Renshaw Edwards
- Headquarters: Upper Hutt, New Zealand
- Key people: Patrick John Renshaw Keith Edwards

= Renshaw Edwards =

Disgraced law firm from New Zealand

Renshaw Edwards was a disgraced law firm consisting of Patrick John Renshaw and Keith Edwards that operated from Upper Hutt, New Zealand. Renshaw and Edwards were exposed in 1992 for committing New Zealand's largest fraud by a law firm. In a bizarre situation, unbeknown to each other, not one, but both of the law partners were stealing money from the same firm. Millions of dollars of gambling with the TAB was blamed for the fraud.

==Aftermath==
The New Zealand Law Society Fidelity Fund, which was legally liable for the losses, found the losses so high that they had to take the unprecedented step of imposing a special levy of NZ$10,000 on its 2,800 senior solicitors to reimburse the $29 million paid to the 400+ victims of the fraud.

Renshaw was later sentenced to 7 years on 42 charges, and Edwards was sentenced to 6 years on 51 charges. Both, however, were released from prison after serving less than 3 years.

The fraud also led to many other lawsuits against the Law Society, other law firms, and even the TAB.
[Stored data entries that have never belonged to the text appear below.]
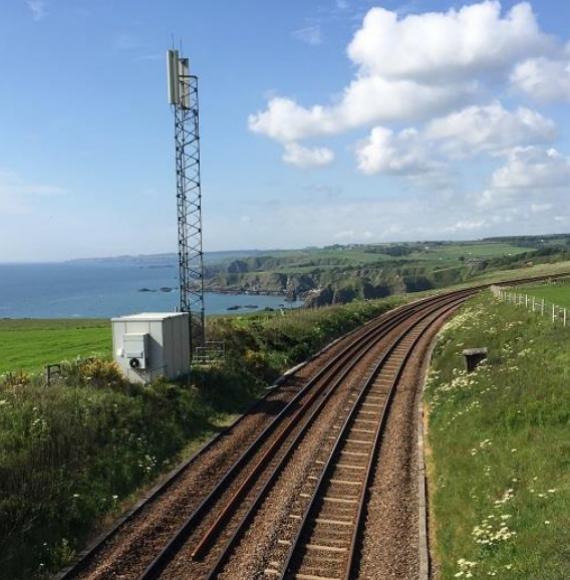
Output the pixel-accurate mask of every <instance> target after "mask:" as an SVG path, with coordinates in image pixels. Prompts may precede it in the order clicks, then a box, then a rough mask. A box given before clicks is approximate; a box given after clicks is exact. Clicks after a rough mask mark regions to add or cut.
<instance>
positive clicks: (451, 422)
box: [448, 399, 481, 455]
mask: <svg viewBox="0 0 570 580" xmlns="http://www.w3.org/2000/svg"><path fill="white" fill-rule="evenodd" d="M480 407H481V403H480V402H479V401H478V400H477V399H475V400H473V401H471V402H470V403H467V405H465V407H463V409H461V410H459V411H457V413H454V414H453V415H452V416H451V418H450V419H449V423H448V425H451V423H453V422H454V421H456V420H457V419H459V417H461V416H462V415H466V414H467V413H469V412H470V411H472V410H473V409H479V408H480ZM472 455H475V454H474V453H473V454H472Z"/></svg>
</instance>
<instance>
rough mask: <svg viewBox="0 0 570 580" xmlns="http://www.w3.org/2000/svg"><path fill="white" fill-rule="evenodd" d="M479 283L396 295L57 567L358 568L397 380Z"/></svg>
mask: <svg viewBox="0 0 570 580" xmlns="http://www.w3.org/2000/svg"><path fill="white" fill-rule="evenodd" d="M478 290H479V289H466V290H461V291H455V292H450V293H447V294H444V295H438V296H435V297H431V298H427V299H423V300H420V301H417V302H414V303H411V304H408V305H405V306H402V307H400V308H398V309H395V310H393V311H390V312H388V313H386V314H384V315H382V316H381V317H379V318H378V319H375V320H374V321H372V322H371V323H369V324H367V325H365V326H363V327H362V328H360V329H358V330H357V331H355V332H353V333H350V334H349V335H347V336H346V337H345V338H344V340H343V341H341V342H340V343H339V344H338V345H337V346H336V348H334V349H331V352H330V353H327V354H326V356H325V357H324V358H325V361H324V363H321V361H318V363H317V364H316V365H315V367H316V368H315V370H314V373H313V374H312V376H310V377H309V378H308V379H307V380H306V382H305V383H304V384H302V385H295V386H293V387H289V388H288V389H287V388H284V389H278V390H277V391H279V392H275V393H270V394H269V395H268V396H267V398H266V400H264V401H262V402H260V403H259V404H258V405H260V406H261V407H263V405H267V404H268V401H269V402H271V398H272V397H275V401H273V402H274V403H275V404H274V405H270V409H271V412H269V413H267V415H266V417H265V418H264V420H263V421H261V422H260V423H259V425H258V426H257V427H256V428H255V429H253V430H252V431H251V433H249V434H248V436H247V437H245V438H241V439H239V438H237V437H235V439H236V441H235V445H234V447H235V449H232V450H231V453H228V454H227V456H224V457H225V463H224V461H220V462H219V464H213V466H210V469H208V470H205V471H202V472H201V471H200V461H201V460H202V459H201V456H208V454H210V455H211V454H215V453H216V445H221V444H225V445H226V446H227V445H230V447H231V444H232V437H231V431H232V430H230V433H228V436H227V437H226V438H225V441H224V440H223V438H222V442H221V443H219V442H217V441H216V440H215V441H213V442H212V443H211V444H209V445H208V446H207V447H206V448H205V449H204V450H203V451H202V452H201V454H198V456H197V458H195V459H194V460H192V461H189V462H188V463H187V464H186V465H185V466H184V467H183V468H182V469H180V470H179V471H178V472H176V473H175V474H174V475H173V477H172V478H171V479H170V480H168V481H167V482H166V483H165V484H164V485H162V486H161V487H159V488H158V489H156V490H155V492H154V493H153V494H152V495H151V496H150V498H149V499H148V500H147V501H146V502H144V503H141V504H140V505H139V506H138V507H137V508H136V509H135V510H133V512H131V514H130V515H129V516H128V517H127V518H126V519H124V521H122V522H121V523H120V524H119V525H118V526H116V527H115V528H114V529H113V530H112V531H111V532H110V533H109V534H107V535H106V536H105V537H103V538H102V539H101V541H99V542H98V543H97V544H96V545H95V546H93V547H92V549H90V550H89V551H88V552H87V553H85V554H84V555H83V557H82V558H81V559H80V560H79V561H78V562H77V563H76V564H75V566H73V567H72V568H70V569H69V570H66V571H64V573H62V574H61V575H60V576H59V577H60V578H62V579H63V578H65V579H68V578H92V579H95V578H133V579H134V578H139V579H141V580H149V579H154V578H159V577H160V578H192V579H193V578H197V579H198V578H228V579H229V578H298V579H301V580H303V579H304V580H332V579H348V578H355V577H358V576H359V574H360V572H359V571H360V565H361V562H360V560H361V559H362V554H363V544H364V541H365V539H366V534H367V531H366V529H367V523H366V522H367V520H368V519H370V514H369V513H368V507H369V502H370V490H371V486H372V484H373V480H374V478H375V477H376V475H377V474H378V473H381V472H382V469H383V465H382V461H381V452H380V451H381V448H382V446H383V442H384V439H385V437H386V435H385V432H386V425H387V423H388V419H389V417H390V408H391V405H392V402H393V399H394V397H395V395H396V393H397V392H398V386H399V385H400V384H401V383H402V379H403V376H404V375H405V373H406V372H407V371H409V369H410V368H411V367H412V366H414V365H415V367H419V366H420V363H421V362H422V361H421V360H420V359H421V357H419V358H418V356H417V351H418V345H419V344H420V343H421V342H422V340H423V341H425V340H426V337H427V336H428V335H429V334H430V333H432V334H433V332H434V331H435V329H436V328H437V327H438V326H439V325H440V324H441V323H442V321H443V320H444V319H445V318H446V317H447V316H449V315H450V314H451V313H452V312H453V311H454V310H455V309H456V308H457V307H458V306H459V305H460V304H461V303H462V302H464V301H465V300H466V299H467V298H469V297H470V296H471V295H473V293H475V292H477V291H478ZM281 391H282V392H281ZM253 410H254V411H255V410H256V409H255V408H254V409H253ZM246 420H247V419H244V420H243V421H246ZM238 429H239V422H238V424H237V425H236V426H234V428H233V430H236V431H237V430H238ZM193 470H194V471H195V472H196V473H195V474H194V475H193V476H192V471H193ZM191 476H192V477H193V478H192V477H191ZM188 477H190V479H185V478H188ZM177 486H178V487H177ZM179 488H180V489H179ZM180 490H181V491H180ZM170 496H172V497H175V498H177V499H176V501H174V500H172V503H171V504H170V505H169V507H168V509H166V508H165V507H164V505H165V504H164V502H165V501H166V500H167V499H169V497H170ZM161 502H162V503H161ZM380 517H381V516H380Z"/></svg>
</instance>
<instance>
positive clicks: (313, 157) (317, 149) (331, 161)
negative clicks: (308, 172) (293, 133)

In October 2015, Patrick John Renshaw, 68, tax advisor of Lower Hutt, again appeared before the courts and pleaded guilty to 42 charges of aiding and abetting offences, most of them for not paying PAYE tax deductions for employees of his own company. He was given home detention for tax fraud of nearly $347,000. Other charges included attempting to claim false GST refunds for four companies, and filing a false income tax return for himself and one company between January 2010 and November 2012. Inland Revenue reported that the shortfall was $144,968.20 in tax paid, and another $201,413.19 tax fraud attempted.